A cerca de 90 dias da eleição, o governo Jerônimo resolveu anunciar que a Ponte Salvador-Itaparica “chegou”. A peça publicitária dele com Lula exibe ao fundo poucos metros de uma estrutura metálica provisória fincada beira-mar, como se duas décadas de promessas finalmente tivessem se transformado em realidade. O detalhe é que, nesta mesma época do ano passado, o próprio presidente afirmou, em entrevista ao vivo, que as obras já haviam começado. Agora, voltou a Salvador para participar do início simbólico da construção. Fica a dúvida: no ano passado alguém enganou Lula ou, desta vez, os dois decidiram enganar a Bahia juntos?
Distúrbio
E por falar na ponte, Rui Costa resolveu dizer que quem nega a ponte está sofrendo de “distúrbio cognitivo”. Ele direcionou o ataque para adversários políticos, mas acabou acertando em praticamente toda a sociedade baiana, que viu sucessivas promessas serem descumpridas sobre este projeto ao longo de quase 20 anos.
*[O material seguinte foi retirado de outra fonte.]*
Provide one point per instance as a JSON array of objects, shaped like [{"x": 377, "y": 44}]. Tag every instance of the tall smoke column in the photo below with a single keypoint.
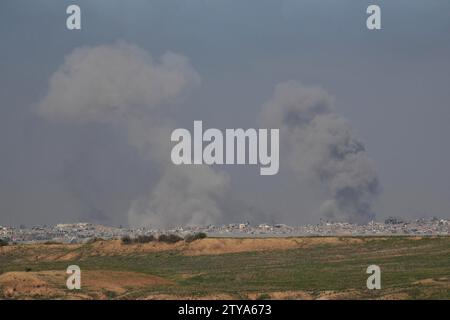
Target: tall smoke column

E o pior: Rui chama de início do projeto a montagem de uma estrutura provisória que mais parece um point para banhistas pularem no mar. Conhevenhamos: é brincar com a inteligência do povo. Mas o que esperar de Rui, cuja especialidade ultimamente tem sido atacar todo mundo?
Infidelidade
A decisão do senador Otto Alencar, cacique do PSD na Bahia, de apoiar a reeleição do presidente Lula ainda que seu partido tenha candidatura própria ao Planalto, inaugura mais um capítulo de incongruências. Esta semana o presidente nacional do PSD, Gilberto Kassab, foi anunciado vice de Ronaldo Caiado, formando uma chapa-puro sangue que não contará com a adesão do correligionário baiano.
Aviso dado
E por falar no PSD, Kassab tem acompanhado de perto a situação da Bahia. Chegou a Brasília um rumor de que Wagner poderia abdicar de sua candidatura à reeleição e, diante disso, o cacique pessedista já avisou que não abre mão da vaga, que, segundo fontes nos bastidores, poderia ir para a deputada federal Lídice da Mata (PSB). Kassab ainda não engoliu o fato de o PSD ter aberto mão da vaga na chapa de Jerônimo e, agora, não estaria disposto a fazer uma nova concessão. Segundo fontes da coluna, Otto já foi comunicado.
Que fase…
O grupo petista da Bahia sofreu uma nova derrota esta semana na eleição para o Sindicato dos Médicos do Estado (Sindimed). A disputa, que ocorreu nesta semana, foi vencida pelo cardiologista Júlio Braga, que enfrentou a chapa encabeçada Tiago Almeida, filho do deputado federal Daniel Almeida (PCdoB). O governo colocou a máquina para trabalhar com tudo pelo filho do parlamentar comunista, usando práticas nada republicanas, mas no final venceu Braga com mais de 300 votos de frente. Quem acompanhou garantiu que a disputa foi digna de Davi x Golias.